W wyniku kontuzji odniesionej przez Tymoteusza Puchacza selekcjoner reprezentacji Polski podjął decyzję o powołaniu Bartłomieja Wdowika. Piłkarz Jagiellonii Białystok opowiedział o zaproszeniu na zgrupowanie w rozmowie z "TVP Sport".
W czwartek reprezentacja Polski rozegra kolejne mecze w eliminacjach do mistrzostw Europy. Jednocześnie będzie to pierwszy mecz Michała Probierza w roli selekcjonera biało-czerwonych.
Opiekun polskiej kadry zaskoczył już na starcie. Wśród powołanych znalazło się kilka nowych nazwisk. Przed szansą debiutu w narodowych barwach stanie m.in. Bartłomiej Wdowik.
Piłkarz Jagiellonii otrzymał zaproszenie na zgrupowanie kadry w niedzielny wieczór. Defensor "Dumy Podlasia" nie krył zadowolenia tym faktem, o czym opowiedział w rozmowie z "TVP Sport".
- To sytuacja, która sprawiło mi mnóstwo radości. Zostałem powołany w ostatniej chwili, ale jestem bardzo zadowolony. To po prostu spełnienie marzeń. Miło jest pojawić się na zgrupowaniu reprezentacji Polski - zaznaczył Wdowik.
- Powołanie na pewno jest docenieniem mojej pracy w ostatnich miesiącach. Gram regularnie i utrzymuję dobrą dyspozycję. To kolejna motywacja, by starać się jeszcze mocniej i wciąż walczyć o jak najwyższą formę. Nie znam jeszcze planu na siebie w kadrze. Na pewno w trakcie zgrupowania będzie czas, by o tym porozmawiać - dodał piłkarz.
Zaproszenie na trwające od poniedziałku zgrupowanie reprezentacji Polski przyszło po meczu z Cracovią. Piłkarze Jagiellonii wygrali to starcie 4:2. Jedną z bramek zdobył właśnie Wdowik.
- Nie planowałem niczego konkretnego na najbliższe dni. Żadnych planów nie musiałem zmieniać. Byłem już w domu i wtedy dostałem telefon dotyczący powołania.
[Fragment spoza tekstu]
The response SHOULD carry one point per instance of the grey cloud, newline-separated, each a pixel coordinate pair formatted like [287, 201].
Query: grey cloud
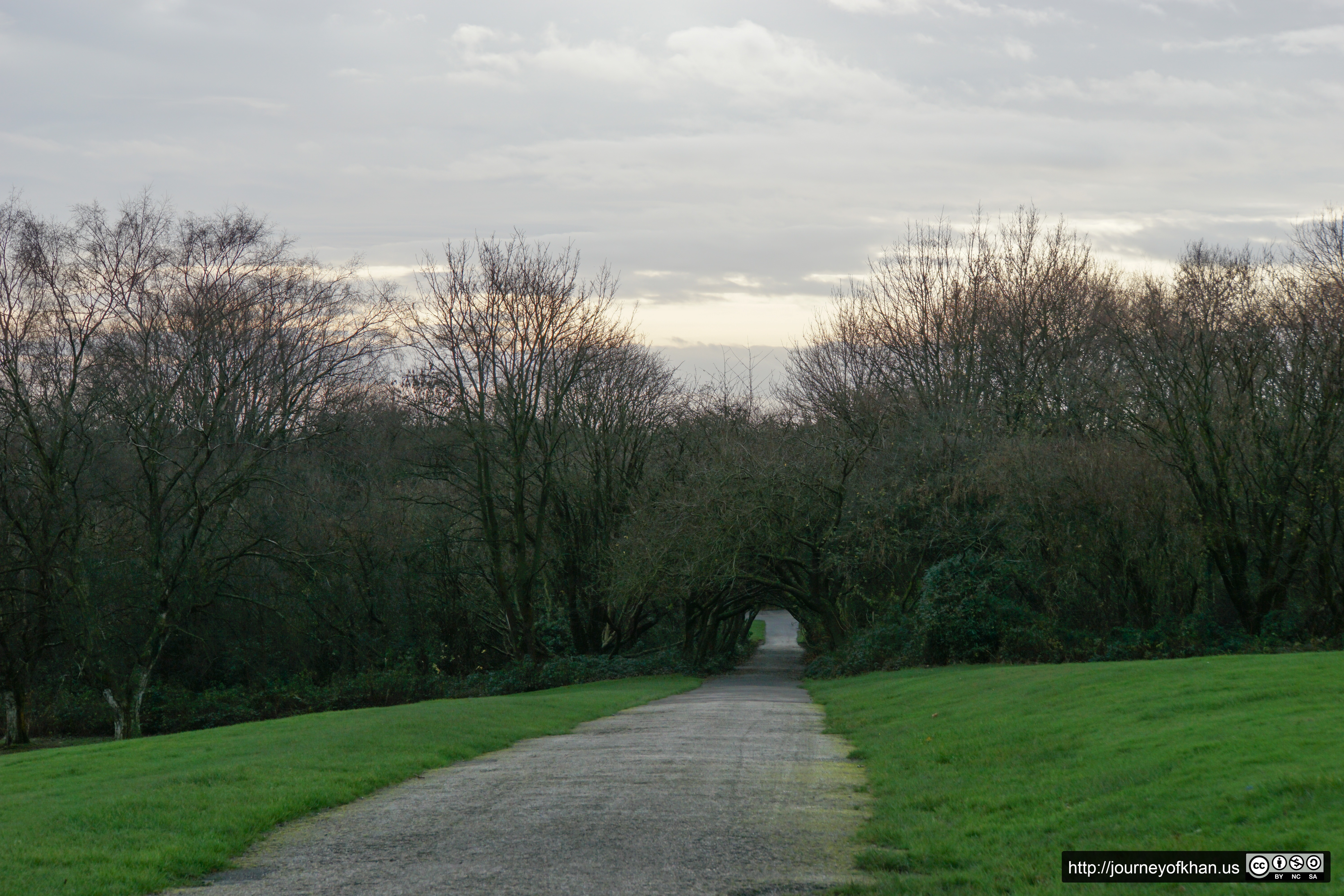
[778, 146]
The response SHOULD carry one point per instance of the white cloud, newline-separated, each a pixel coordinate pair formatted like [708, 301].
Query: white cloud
[747, 61]
[1147, 88]
[939, 9]
[1311, 39]
[1226, 43]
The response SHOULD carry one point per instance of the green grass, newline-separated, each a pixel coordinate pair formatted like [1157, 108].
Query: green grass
[980, 776]
[139, 816]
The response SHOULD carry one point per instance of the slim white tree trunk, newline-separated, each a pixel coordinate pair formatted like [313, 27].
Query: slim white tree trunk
[119, 715]
[11, 719]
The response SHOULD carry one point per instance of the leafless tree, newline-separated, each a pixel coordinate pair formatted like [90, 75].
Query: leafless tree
[49, 323]
[1237, 385]
[226, 350]
[505, 332]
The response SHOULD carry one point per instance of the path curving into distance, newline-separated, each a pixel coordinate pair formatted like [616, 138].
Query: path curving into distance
[726, 789]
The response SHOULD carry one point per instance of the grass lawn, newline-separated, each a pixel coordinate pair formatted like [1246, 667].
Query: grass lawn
[139, 816]
[980, 776]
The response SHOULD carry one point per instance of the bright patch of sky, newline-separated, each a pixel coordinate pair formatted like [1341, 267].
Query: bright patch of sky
[734, 160]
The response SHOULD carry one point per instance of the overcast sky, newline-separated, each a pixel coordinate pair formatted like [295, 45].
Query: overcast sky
[730, 159]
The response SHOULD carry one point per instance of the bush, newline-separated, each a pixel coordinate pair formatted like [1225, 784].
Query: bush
[77, 710]
[882, 648]
[970, 608]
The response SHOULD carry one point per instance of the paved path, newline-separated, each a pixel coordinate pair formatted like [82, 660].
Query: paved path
[728, 789]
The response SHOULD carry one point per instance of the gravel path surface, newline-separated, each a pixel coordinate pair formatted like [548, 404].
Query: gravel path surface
[728, 789]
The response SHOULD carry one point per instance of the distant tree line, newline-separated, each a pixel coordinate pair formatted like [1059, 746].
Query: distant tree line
[232, 469]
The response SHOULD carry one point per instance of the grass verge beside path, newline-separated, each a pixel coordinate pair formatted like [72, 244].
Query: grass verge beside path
[980, 776]
[139, 816]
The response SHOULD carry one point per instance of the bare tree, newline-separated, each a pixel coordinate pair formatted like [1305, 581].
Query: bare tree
[618, 414]
[226, 353]
[49, 323]
[505, 334]
[1237, 385]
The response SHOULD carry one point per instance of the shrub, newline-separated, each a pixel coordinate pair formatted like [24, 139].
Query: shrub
[968, 609]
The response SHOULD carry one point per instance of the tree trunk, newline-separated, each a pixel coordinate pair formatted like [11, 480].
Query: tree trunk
[119, 715]
[14, 733]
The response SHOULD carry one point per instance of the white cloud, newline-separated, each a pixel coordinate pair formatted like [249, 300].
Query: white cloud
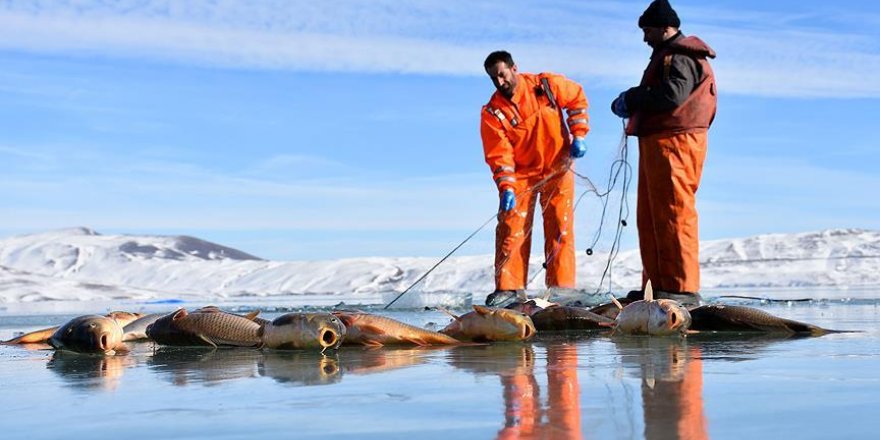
[760, 53]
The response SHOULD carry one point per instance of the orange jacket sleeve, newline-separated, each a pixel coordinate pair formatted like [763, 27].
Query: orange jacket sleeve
[570, 96]
[498, 150]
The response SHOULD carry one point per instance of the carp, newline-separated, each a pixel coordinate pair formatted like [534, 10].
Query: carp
[719, 317]
[486, 324]
[137, 329]
[374, 330]
[206, 326]
[303, 330]
[89, 334]
[561, 318]
[531, 306]
[661, 317]
[42, 336]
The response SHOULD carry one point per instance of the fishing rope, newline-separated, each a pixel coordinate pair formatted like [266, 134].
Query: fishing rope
[620, 165]
[565, 166]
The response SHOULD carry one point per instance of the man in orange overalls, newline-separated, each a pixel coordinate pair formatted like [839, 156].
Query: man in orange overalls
[529, 149]
[670, 111]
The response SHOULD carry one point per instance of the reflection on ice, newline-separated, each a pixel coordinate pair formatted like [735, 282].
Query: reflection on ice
[90, 371]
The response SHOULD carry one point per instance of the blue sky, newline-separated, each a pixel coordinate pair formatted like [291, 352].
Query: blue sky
[306, 130]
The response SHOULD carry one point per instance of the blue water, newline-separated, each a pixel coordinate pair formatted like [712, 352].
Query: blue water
[559, 386]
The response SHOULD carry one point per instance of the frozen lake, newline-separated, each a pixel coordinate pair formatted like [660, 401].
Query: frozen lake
[582, 386]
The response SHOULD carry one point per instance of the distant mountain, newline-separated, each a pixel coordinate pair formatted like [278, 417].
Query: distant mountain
[80, 264]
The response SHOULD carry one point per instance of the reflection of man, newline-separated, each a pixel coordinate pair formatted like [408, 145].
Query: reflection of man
[670, 111]
[673, 405]
[522, 408]
[528, 150]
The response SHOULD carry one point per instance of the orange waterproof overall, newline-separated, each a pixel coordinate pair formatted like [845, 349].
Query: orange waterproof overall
[527, 149]
[672, 148]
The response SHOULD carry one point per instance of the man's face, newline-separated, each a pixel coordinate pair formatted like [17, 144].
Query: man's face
[654, 35]
[504, 78]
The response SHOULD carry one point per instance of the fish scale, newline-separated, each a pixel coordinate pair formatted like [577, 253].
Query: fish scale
[222, 328]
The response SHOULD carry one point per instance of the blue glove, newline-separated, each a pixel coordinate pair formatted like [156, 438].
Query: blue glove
[578, 147]
[618, 107]
[508, 200]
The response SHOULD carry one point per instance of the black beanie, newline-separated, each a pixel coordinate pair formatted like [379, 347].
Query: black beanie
[659, 14]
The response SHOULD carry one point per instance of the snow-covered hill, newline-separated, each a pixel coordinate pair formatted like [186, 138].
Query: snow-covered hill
[80, 264]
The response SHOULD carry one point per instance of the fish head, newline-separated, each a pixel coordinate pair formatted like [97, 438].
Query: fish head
[124, 318]
[166, 326]
[89, 334]
[306, 330]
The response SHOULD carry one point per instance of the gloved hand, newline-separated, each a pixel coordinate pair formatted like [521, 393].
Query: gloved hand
[508, 200]
[578, 147]
[618, 107]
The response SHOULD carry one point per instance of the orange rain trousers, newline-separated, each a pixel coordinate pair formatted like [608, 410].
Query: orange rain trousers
[513, 239]
[670, 167]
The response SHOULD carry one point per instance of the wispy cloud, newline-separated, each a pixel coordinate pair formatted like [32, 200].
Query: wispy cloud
[761, 52]
[98, 187]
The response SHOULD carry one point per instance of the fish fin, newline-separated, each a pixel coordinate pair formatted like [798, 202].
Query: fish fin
[482, 310]
[204, 338]
[34, 337]
[546, 295]
[122, 349]
[448, 313]
[372, 329]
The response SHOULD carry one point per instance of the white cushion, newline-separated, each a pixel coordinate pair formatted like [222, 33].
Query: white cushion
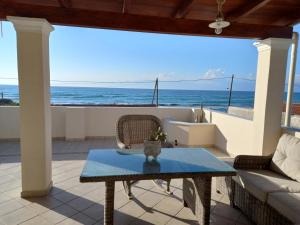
[286, 159]
[262, 182]
[287, 204]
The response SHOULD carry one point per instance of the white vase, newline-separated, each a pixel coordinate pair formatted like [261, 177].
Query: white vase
[152, 148]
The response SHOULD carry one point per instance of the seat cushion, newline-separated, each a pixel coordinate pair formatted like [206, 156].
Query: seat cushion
[288, 204]
[262, 182]
[286, 159]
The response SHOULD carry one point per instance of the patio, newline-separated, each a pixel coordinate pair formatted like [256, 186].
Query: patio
[71, 202]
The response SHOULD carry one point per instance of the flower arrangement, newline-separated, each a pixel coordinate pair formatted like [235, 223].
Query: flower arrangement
[158, 135]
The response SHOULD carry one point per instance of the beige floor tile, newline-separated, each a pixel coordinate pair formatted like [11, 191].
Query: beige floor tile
[18, 216]
[78, 219]
[219, 220]
[95, 211]
[226, 211]
[43, 204]
[59, 214]
[10, 206]
[72, 202]
[155, 217]
[80, 203]
[184, 217]
[38, 220]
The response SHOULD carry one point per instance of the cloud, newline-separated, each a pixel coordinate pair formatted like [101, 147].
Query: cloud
[213, 73]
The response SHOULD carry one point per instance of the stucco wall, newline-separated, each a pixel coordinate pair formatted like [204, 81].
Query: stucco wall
[232, 134]
[81, 122]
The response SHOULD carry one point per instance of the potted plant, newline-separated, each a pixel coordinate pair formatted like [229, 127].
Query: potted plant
[152, 145]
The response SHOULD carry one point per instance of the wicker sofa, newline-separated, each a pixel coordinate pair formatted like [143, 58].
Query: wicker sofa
[267, 188]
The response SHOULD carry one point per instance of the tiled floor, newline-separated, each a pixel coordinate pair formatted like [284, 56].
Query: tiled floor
[71, 202]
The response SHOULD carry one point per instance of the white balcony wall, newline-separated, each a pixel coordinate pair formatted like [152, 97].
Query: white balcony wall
[81, 122]
[232, 134]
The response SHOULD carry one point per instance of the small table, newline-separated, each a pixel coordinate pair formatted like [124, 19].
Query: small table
[111, 165]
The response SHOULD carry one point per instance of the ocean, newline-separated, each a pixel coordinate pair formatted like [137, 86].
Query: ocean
[217, 100]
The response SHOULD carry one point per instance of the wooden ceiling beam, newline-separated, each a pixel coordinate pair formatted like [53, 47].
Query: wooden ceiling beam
[250, 7]
[183, 8]
[65, 3]
[126, 5]
[120, 21]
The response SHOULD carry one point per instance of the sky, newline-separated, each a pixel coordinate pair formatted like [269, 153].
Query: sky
[86, 57]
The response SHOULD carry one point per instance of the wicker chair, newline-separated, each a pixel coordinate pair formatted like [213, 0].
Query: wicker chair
[132, 130]
[257, 211]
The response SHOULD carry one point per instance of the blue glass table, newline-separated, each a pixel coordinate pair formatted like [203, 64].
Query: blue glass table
[110, 165]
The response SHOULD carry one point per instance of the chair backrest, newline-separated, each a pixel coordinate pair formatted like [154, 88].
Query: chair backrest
[134, 129]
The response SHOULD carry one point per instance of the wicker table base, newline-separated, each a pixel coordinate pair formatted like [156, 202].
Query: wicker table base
[197, 196]
[109, 203]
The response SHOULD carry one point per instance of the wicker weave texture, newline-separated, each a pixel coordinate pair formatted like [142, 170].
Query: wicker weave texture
[252, 162]
[134, 129]
[257, 211]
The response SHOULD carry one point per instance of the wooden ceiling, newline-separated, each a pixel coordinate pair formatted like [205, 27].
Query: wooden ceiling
[249, 18]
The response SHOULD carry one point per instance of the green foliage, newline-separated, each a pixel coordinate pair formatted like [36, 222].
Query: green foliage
[158, 135]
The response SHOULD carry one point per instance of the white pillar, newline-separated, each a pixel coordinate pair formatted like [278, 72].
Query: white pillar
[269, 93]
[34, 82]
[290, 91]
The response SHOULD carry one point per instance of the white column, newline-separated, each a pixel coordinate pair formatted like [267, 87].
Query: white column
[34, 82]
[290, 91]
[269, 93]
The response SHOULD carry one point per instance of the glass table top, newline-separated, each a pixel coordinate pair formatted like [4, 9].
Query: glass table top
[112, 164]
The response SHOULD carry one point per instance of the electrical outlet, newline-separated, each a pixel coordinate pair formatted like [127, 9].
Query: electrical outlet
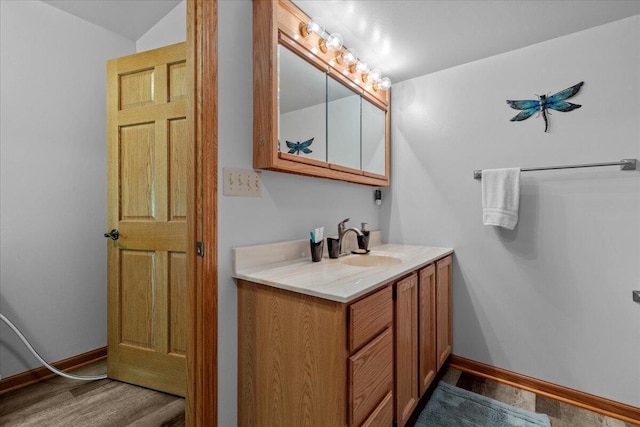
[242, 182]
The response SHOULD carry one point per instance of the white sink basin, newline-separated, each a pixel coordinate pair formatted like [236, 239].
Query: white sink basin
[371, 260]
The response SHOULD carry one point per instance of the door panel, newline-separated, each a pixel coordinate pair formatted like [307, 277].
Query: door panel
[147, 178]
[406, 359]
[443, 310]
[427, 326]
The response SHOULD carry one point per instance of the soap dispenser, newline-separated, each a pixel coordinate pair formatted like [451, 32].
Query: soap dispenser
[363, 241]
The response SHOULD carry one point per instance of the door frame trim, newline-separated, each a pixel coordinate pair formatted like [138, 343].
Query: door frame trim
[202, 194]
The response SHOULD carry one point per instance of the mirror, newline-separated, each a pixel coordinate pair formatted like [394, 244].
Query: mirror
[301, 103]
[343, 125]
[313, 115]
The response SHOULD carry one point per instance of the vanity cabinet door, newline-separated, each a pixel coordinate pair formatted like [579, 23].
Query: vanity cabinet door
[406, 316]
[443, 309]
[368, 317]
[427, 327]
[370, 377]
[382, 416]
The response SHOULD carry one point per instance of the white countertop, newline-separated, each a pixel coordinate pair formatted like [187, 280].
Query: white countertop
[288, 266]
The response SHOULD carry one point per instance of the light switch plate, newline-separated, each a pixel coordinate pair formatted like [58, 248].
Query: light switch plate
[242, 182]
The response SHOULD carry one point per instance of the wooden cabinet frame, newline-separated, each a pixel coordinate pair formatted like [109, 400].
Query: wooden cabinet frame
[275, 21]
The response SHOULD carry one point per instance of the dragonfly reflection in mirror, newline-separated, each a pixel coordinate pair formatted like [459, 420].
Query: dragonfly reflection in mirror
[296, 147]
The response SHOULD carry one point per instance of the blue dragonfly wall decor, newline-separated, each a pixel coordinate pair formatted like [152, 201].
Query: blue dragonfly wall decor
[544, 103]
[296, 147]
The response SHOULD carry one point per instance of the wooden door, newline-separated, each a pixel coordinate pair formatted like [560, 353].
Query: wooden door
[443, 310]
[147, 179]
[427, 327]
[406, 316]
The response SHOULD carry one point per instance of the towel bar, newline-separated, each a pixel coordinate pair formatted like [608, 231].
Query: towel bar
[625, 165]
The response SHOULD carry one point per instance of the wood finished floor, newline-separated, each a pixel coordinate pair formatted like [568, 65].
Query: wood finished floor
[60, 402]
[560, 414]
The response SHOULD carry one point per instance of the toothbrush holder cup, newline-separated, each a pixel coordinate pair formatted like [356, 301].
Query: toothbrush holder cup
[316, 250]
[334, 247]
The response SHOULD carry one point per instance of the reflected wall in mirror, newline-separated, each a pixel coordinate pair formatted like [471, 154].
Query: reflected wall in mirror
[302, 128]
[349, 142]
[343, 125]
[373, 138]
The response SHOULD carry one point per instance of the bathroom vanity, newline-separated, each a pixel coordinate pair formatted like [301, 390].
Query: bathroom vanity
[354, 341]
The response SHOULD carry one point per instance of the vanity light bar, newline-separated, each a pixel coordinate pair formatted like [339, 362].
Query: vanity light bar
[345, 56]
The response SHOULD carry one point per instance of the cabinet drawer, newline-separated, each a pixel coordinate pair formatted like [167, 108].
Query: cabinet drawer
[370, 377]
[368, 317]
[382, 416]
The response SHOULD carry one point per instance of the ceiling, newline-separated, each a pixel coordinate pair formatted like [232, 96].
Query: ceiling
[129, 18]
[406, 39]
[402, 38]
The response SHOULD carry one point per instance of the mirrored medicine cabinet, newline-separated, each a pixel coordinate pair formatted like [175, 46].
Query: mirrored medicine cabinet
[312, 116]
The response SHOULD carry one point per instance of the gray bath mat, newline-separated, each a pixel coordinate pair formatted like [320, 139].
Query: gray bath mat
[451, 406]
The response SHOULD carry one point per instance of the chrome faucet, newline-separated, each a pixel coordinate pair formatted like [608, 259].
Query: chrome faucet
[342, 230]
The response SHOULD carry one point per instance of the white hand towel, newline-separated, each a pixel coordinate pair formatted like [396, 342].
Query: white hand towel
[501, 197]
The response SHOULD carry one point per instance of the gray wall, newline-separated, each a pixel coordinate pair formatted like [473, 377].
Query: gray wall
[551, 299]
[290, 205]
[52, 182]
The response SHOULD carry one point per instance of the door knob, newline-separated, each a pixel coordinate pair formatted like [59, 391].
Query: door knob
[113, 234]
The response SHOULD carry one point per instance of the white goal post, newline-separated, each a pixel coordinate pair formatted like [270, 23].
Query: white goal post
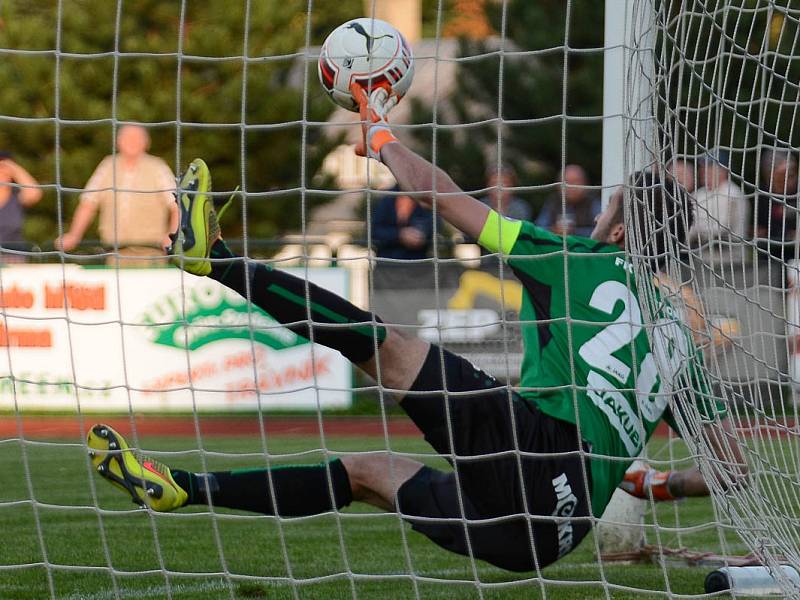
[714, 86]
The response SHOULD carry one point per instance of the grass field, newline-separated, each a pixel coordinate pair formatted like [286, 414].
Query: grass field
[192, 554]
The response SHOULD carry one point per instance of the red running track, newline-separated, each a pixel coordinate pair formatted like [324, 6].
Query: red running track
[149, 425]
[185, 426]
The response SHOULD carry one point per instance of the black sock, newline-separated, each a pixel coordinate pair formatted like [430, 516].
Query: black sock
[336, 322]
[299, 490]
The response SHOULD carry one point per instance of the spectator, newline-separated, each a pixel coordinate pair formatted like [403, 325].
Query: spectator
[776, 204]
[572, 212]
[720, 204]
[501, 198]
[133, 191]
[401, 228]
[682, 171]
[18, 191]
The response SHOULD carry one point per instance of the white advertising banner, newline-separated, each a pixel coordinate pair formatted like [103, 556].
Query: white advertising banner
[155, 340]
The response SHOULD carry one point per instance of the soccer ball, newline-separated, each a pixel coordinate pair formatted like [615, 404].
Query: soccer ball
[367, 51]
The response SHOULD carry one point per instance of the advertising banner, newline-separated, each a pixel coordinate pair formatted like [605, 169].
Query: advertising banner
[155, 340]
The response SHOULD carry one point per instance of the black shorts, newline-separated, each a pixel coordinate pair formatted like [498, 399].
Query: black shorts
[534, 509]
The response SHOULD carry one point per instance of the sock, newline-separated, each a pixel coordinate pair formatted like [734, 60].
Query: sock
[336, 322]
[299, 490]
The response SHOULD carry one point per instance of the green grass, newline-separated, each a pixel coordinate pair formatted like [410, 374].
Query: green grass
[121, 551]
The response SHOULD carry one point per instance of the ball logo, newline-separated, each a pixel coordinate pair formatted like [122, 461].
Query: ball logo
[370, 41]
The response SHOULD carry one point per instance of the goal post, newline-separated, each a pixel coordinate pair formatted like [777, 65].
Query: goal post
[710, 92]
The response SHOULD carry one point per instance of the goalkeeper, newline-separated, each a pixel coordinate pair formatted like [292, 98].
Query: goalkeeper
[531, 468]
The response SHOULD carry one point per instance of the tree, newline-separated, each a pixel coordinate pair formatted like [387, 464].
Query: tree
[532, 99]
[60, 111]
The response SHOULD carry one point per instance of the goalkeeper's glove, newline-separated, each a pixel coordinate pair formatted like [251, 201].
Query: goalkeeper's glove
[648, 483]
[373, 109]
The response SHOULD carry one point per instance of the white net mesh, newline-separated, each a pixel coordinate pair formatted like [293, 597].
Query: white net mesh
[722, 80]
[705, 83]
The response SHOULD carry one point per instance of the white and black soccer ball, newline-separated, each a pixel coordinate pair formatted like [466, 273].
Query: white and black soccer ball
[367, 51]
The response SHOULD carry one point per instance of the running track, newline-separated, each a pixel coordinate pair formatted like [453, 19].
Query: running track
[58, 427]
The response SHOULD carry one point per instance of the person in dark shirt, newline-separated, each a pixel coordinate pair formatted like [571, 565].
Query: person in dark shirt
[776, 204]
[401, 228]
[18, 191]
[575, 212]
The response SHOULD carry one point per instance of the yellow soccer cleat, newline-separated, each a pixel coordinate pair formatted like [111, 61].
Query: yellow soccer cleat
[148, 482]
[199, 227]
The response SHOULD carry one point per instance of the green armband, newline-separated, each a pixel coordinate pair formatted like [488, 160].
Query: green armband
[499, 233]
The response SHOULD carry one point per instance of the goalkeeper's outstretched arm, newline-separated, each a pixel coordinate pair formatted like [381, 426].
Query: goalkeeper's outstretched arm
[433, 188]
[728, 469]
[428, 185]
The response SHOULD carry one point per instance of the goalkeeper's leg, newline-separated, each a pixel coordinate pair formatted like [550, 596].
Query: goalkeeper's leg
[303, 307]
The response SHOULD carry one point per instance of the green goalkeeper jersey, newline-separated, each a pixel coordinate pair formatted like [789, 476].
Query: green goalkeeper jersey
[588, 359]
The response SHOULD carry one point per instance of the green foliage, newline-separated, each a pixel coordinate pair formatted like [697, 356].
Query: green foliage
[535, 140]
[61, 110]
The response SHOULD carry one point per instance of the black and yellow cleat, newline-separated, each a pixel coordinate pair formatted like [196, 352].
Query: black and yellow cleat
[199, 227]
[148, 482]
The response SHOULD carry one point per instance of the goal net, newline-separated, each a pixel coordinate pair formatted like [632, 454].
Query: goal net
[711, 97]
[507, 99]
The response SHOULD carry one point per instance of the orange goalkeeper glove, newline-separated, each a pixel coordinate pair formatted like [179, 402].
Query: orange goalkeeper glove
[373, 109]
[648, 483]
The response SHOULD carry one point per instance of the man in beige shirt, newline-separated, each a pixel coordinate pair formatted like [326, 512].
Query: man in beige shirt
[134, 192]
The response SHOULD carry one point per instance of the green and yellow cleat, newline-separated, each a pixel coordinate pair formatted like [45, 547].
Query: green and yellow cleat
[199, 227]
[148, 482]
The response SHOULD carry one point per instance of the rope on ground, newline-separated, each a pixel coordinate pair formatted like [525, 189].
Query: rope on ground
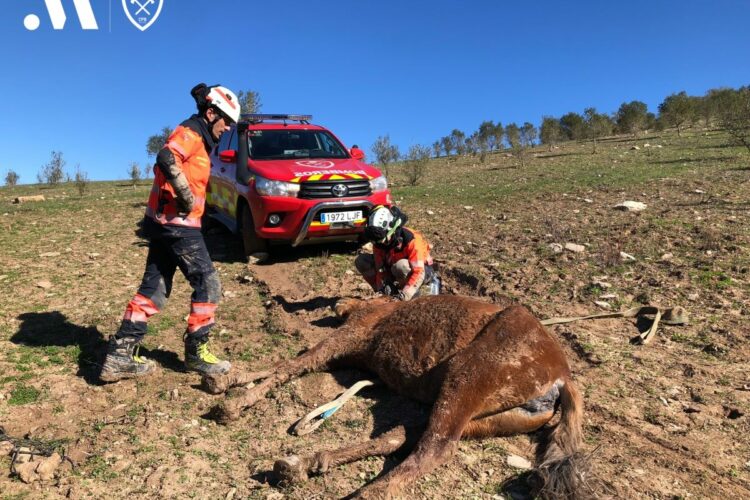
[315, 418]
[669, 316]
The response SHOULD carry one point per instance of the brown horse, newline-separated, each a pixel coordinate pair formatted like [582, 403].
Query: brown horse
[486, 369]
Trzeba się było szybko spakować i w poniedziałek zameldować w Warszawie - przyznał piłkarz "Dumy Podlasia".
- Nie wiedziałem, że jestem przez nich obserwowany. Nikt się ze mną wcześniej nie kontaktował. Widziałem listę powołanych, a potem zobaczyłem też, że Tymoteusz Puchacz doznał kontuzji. Wieczorem poinformowano mnie, że mam pojawić się na zgrupowaniu w Warszawie. Decyzja sztabu kadry była dla mnie miłym zaskoczeniem - powiedział zawodnik.
Bartłomiej Wdowik rozegrał w tym sezonie Ekstraklasy 10 spotkań, zdobył w nich cztery bramki i zanotował asystę. Już w czwartek może wystąpić także w reprezentacji Polski. Drużyna Michała Probierza zmierzy się z Wyspami Owczymi. Kilka dni później jej rywalem będzie zaś Mołdawia.